Updated: Jun 8, 2020
My garden has been confused. This spring brought luxurious weather followed by a late cold snap.The buds and the new growth of some of my flower and herb plantings had been carefully peering out from mother earth, as if unsure of their surroundings. Now, with this flush of warm weather, I find them shamelessly and delightfully exposed for all to see! Top offenders seem to be in my herb bed.
As I traipse through the gardens, they are lush with fresh growth. The basil, an annual, is still in my greenhouse. I start them each year early (February). I make a point to brush against them often…anticipating their sweet, spicy aromas.
I use my herbs daily as a way to add flavor, color and interest to my food. Research is now showing they do so much more than add flavor. Culinary herbs are a rich source of antioxidants (nutritional powerhouses that prevent or slow damage to cells). To think that herbs and spices may be suggested as a way to promote better health makes me giddy! Perhaps, we are on the verge of re-discovering a bit of ancient wisdom for our modern world from Hippocrates:
"Let your food be your medicine, and your medicine be your food." Hippocrates
In addition to flavor, I now think of my herbs as botanical tinctures of health.

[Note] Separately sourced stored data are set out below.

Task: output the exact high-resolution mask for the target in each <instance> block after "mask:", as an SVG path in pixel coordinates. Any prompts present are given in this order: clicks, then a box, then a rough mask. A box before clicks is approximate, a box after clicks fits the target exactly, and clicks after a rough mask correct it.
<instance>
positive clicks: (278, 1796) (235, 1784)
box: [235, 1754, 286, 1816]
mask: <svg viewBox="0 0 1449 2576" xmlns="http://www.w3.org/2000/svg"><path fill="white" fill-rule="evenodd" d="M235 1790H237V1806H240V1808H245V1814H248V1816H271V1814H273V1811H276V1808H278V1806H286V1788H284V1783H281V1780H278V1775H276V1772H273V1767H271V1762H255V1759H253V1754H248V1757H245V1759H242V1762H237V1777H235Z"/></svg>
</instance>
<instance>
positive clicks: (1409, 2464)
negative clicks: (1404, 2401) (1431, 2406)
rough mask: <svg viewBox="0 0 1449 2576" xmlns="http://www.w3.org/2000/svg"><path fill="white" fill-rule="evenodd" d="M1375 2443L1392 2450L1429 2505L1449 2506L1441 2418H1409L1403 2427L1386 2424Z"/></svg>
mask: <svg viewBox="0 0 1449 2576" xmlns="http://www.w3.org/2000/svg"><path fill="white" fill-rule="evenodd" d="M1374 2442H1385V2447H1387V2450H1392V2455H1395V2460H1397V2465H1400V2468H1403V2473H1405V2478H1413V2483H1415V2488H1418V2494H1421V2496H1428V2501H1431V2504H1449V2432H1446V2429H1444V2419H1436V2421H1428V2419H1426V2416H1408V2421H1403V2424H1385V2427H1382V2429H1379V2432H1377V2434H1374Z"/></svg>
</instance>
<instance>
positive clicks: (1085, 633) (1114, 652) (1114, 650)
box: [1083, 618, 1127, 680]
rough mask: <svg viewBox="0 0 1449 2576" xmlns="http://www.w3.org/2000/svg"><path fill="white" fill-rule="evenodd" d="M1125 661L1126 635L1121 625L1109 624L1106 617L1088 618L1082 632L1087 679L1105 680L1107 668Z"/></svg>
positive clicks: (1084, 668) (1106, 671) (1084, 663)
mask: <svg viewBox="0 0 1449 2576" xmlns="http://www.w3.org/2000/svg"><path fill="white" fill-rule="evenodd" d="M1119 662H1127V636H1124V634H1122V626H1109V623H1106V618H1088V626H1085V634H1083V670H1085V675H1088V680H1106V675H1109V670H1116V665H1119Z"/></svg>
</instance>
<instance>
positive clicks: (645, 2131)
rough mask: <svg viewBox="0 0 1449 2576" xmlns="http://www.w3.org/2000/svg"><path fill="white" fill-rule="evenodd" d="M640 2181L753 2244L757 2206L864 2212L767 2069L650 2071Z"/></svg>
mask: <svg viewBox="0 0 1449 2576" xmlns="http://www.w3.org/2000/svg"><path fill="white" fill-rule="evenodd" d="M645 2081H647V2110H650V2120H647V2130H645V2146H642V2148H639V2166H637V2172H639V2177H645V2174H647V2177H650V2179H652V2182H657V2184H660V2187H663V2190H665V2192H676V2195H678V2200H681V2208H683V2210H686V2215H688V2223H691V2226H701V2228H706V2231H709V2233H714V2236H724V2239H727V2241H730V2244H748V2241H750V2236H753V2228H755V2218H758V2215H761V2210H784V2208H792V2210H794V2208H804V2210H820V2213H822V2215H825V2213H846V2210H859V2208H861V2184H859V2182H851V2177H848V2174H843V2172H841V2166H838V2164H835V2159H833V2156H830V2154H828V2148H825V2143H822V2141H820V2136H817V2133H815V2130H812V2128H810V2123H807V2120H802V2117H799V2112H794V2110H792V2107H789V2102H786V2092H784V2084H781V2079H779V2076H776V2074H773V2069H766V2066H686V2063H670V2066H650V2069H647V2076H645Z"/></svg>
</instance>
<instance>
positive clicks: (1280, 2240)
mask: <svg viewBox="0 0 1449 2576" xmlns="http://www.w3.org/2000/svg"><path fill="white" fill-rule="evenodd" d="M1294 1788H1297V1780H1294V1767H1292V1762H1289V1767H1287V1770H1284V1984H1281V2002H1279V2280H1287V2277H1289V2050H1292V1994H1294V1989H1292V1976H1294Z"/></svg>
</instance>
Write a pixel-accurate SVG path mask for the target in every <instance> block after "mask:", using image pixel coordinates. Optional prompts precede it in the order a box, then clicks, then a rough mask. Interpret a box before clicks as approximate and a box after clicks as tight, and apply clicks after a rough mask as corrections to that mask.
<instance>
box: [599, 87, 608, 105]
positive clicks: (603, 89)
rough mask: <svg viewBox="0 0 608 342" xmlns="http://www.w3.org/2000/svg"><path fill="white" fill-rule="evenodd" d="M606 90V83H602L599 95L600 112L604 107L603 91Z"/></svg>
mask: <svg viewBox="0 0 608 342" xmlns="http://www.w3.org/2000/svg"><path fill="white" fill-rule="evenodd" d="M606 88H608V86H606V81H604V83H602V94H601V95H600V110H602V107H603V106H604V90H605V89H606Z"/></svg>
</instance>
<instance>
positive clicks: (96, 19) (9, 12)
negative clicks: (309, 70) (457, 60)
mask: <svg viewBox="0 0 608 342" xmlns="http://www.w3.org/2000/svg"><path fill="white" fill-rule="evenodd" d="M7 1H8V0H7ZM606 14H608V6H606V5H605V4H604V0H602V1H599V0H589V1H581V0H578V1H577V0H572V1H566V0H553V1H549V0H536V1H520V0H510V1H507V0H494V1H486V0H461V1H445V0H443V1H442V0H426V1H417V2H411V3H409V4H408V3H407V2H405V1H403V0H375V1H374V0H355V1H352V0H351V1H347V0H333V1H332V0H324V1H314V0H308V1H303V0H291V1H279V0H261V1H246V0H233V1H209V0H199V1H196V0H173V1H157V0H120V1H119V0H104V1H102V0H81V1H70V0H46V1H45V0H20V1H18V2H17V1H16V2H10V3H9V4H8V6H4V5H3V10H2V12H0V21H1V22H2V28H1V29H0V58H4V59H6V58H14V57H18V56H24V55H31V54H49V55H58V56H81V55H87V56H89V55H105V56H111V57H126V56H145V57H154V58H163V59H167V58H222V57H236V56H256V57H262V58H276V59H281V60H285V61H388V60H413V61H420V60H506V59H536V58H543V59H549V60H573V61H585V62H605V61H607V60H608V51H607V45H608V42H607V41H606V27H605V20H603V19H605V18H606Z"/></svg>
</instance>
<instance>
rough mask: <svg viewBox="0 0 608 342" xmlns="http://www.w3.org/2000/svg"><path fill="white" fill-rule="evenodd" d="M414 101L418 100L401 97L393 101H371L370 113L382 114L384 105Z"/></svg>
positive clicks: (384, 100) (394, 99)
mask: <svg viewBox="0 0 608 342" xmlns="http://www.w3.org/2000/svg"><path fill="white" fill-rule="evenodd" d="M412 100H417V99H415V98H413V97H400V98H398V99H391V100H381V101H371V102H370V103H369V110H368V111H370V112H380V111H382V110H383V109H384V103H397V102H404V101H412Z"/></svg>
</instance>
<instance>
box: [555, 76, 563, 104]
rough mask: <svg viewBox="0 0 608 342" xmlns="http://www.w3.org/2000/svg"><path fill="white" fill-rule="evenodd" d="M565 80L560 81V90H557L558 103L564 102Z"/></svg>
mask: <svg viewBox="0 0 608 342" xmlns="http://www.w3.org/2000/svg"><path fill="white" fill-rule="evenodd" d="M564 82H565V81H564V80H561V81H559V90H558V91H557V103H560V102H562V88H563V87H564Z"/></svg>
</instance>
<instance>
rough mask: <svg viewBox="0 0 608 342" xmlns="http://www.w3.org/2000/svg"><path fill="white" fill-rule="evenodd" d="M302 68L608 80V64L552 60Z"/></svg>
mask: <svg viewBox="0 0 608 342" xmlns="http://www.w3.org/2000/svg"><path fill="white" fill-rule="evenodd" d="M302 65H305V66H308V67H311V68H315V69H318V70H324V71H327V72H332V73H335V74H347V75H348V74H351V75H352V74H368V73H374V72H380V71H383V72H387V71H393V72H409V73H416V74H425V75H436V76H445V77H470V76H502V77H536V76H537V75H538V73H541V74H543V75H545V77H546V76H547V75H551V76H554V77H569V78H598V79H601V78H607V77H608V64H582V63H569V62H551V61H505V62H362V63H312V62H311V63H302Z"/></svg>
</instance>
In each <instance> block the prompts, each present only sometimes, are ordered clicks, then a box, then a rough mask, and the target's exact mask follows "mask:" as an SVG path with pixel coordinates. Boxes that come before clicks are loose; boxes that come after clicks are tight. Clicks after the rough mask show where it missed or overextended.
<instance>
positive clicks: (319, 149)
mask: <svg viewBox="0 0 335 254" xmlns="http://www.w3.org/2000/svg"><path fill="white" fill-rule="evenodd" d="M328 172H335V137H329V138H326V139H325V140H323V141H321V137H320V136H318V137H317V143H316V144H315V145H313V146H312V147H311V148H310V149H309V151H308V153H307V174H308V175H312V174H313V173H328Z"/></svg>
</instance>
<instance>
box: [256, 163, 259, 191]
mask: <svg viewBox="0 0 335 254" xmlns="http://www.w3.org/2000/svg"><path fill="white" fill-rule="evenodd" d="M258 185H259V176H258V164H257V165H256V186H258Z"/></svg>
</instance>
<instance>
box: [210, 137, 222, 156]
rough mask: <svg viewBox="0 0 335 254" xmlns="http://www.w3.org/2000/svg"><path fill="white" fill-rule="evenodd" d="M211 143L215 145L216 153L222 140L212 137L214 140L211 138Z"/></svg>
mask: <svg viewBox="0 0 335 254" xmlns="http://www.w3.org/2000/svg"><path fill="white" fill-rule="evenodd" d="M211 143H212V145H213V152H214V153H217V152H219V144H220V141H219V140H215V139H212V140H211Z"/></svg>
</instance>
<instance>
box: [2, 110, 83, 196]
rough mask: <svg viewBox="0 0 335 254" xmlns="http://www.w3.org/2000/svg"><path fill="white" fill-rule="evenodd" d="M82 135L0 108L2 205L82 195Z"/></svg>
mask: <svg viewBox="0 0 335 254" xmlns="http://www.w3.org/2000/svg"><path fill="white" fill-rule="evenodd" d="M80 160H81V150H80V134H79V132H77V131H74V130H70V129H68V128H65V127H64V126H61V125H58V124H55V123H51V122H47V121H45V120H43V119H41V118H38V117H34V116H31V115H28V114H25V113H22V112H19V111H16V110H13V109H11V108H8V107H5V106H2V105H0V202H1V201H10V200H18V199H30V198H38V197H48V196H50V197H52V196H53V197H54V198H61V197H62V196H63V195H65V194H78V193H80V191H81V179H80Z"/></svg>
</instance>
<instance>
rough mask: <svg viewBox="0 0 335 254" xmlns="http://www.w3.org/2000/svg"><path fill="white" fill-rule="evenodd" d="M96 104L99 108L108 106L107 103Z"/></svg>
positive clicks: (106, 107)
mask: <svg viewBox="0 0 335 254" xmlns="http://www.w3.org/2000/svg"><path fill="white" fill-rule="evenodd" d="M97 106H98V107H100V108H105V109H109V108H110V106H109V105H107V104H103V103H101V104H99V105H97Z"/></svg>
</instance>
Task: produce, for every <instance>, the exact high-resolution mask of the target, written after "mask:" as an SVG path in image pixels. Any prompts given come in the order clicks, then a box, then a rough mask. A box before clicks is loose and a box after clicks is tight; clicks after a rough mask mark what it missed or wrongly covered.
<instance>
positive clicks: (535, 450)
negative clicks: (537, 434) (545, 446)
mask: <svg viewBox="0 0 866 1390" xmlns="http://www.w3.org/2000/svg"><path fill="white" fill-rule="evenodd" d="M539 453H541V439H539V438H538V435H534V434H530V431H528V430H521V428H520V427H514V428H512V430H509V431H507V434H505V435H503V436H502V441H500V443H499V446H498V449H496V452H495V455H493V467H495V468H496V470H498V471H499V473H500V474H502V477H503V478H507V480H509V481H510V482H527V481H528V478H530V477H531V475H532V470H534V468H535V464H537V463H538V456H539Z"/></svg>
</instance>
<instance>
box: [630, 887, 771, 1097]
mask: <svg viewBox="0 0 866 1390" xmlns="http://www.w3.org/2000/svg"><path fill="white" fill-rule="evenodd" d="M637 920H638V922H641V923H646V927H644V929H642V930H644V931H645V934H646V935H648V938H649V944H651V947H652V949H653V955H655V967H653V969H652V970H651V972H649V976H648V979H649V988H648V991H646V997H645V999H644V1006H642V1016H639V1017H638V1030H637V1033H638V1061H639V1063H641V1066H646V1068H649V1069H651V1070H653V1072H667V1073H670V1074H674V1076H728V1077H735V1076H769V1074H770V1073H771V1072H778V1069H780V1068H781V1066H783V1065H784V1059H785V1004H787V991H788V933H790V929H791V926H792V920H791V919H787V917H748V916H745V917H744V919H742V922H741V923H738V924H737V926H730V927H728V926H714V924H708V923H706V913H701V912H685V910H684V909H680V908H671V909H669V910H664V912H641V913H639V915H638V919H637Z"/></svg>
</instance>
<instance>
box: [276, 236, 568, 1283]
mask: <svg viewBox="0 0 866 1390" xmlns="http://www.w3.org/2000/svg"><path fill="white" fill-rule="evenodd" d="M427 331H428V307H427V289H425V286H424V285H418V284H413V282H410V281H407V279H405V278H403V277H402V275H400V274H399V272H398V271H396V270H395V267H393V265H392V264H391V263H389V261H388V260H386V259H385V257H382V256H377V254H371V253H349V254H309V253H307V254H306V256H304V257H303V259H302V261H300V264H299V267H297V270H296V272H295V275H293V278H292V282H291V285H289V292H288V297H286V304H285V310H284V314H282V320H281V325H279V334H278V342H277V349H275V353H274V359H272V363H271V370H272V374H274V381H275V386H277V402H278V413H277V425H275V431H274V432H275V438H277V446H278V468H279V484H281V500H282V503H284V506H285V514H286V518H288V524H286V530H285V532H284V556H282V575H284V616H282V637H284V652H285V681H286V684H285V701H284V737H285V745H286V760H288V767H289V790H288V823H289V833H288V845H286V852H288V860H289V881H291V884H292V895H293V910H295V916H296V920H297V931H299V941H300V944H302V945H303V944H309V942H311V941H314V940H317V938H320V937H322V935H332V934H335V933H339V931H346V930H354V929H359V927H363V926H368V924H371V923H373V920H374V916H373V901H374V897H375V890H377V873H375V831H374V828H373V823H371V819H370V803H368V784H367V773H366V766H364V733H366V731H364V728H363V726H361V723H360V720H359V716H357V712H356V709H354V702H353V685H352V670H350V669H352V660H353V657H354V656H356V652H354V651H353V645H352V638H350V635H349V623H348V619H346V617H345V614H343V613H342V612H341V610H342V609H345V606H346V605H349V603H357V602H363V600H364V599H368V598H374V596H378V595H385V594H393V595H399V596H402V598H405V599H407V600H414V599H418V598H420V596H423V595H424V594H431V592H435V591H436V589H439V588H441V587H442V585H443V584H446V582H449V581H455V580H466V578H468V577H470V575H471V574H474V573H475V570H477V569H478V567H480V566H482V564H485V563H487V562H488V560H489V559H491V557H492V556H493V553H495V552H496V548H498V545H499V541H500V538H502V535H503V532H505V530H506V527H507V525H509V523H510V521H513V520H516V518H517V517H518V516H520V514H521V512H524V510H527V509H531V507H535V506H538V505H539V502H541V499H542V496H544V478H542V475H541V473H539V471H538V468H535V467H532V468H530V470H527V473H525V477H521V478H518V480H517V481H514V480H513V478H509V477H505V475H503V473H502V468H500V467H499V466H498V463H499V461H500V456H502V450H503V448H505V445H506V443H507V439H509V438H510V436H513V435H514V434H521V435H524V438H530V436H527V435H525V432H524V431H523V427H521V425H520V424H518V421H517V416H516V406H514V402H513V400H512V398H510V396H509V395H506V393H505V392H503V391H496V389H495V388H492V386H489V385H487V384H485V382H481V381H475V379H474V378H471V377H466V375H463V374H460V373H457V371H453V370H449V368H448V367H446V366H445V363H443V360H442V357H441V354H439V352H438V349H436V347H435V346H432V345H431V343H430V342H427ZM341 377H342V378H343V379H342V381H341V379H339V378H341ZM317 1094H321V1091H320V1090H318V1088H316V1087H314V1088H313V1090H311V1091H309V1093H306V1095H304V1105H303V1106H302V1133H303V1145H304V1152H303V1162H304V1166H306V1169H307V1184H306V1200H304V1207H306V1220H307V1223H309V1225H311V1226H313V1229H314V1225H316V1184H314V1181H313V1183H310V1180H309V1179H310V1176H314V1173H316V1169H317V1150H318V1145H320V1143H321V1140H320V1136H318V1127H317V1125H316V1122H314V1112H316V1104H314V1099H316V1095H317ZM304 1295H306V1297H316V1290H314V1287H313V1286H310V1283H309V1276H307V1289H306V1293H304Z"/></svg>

No "spoonful of sugar" needed here to help the medicine go down!
As an herbal celebration of spring, today my herbs will become Boursin. I make mine from a soft cheese such as cream cheese, then dress it up with garlic, herbs and a few other spices. My Boursin is different every time since I vary the herbs according to supply. I basically use a handful of parsley then 4 other herbs…what ever is ready for picking. Today, I will use thyme, Greek oregano, garlic chives and basil. My basil's (annuals) are still small but they need their top growth pinched to encourage a well-branched, stockier plant …so the timing perfect! .
This week’s recipe comes from Marge Clarke’s cookbook called It’s About Thyme: An Herb Manual and Cookbook of Herb and Non-Herb Recipes. I got this book as a novice herb gardener. If you love herbs…cooking with them and growing them (or you want to cook with them and aren’t quite sure how to start) you will love this book. I still remember perusing it the first time, curled up with it in my favorite cozy chair with my favorite hot tea…I could not put it down. My copy is still an important part of my kitchen, kept out on the counter with other books I reference often.
This is Marge’s recipe… the real thing. My variations are in parenthesis. As a purist, she will tell you, one can’t make Boursin with dried herbs, only fresh will do. After trying this, I think you’ll agree!
8 ounces Cream Cheese ( I use the low fat) 1 Tbsp fresh lemon ( I usually just add the juice of a whole lemon) 1 minced clove garlic (I use at least 2) ½ tsp Worcestershire and ½ tsp dry mustard
1 Tbsp each of finely chopped fresh parsley and fresh chives
4 Tbsp minced fresh herbs* (I double this)
*Marge says to at least use 4 of the following herbs ---the more, the better. Rosemary, thyme, dill, Greek oregano, marjoram, summer savory, basil and sage.
Combine all ingredients but so not beat. Just mix gently and thoroughly. (Beating them will make the herbs smeary as they are fresh. The flavor will be fine, just the presentation ruined)
Cover tightly and refrigerate. When ready to serve, bring to room temperature. Makes about 1 cup. (I like to shape into a roundish- ball and garnish with springs of fresh herbs.) Serve as a spread with crackers, as a dip or as a sandwich spread. Enjoy!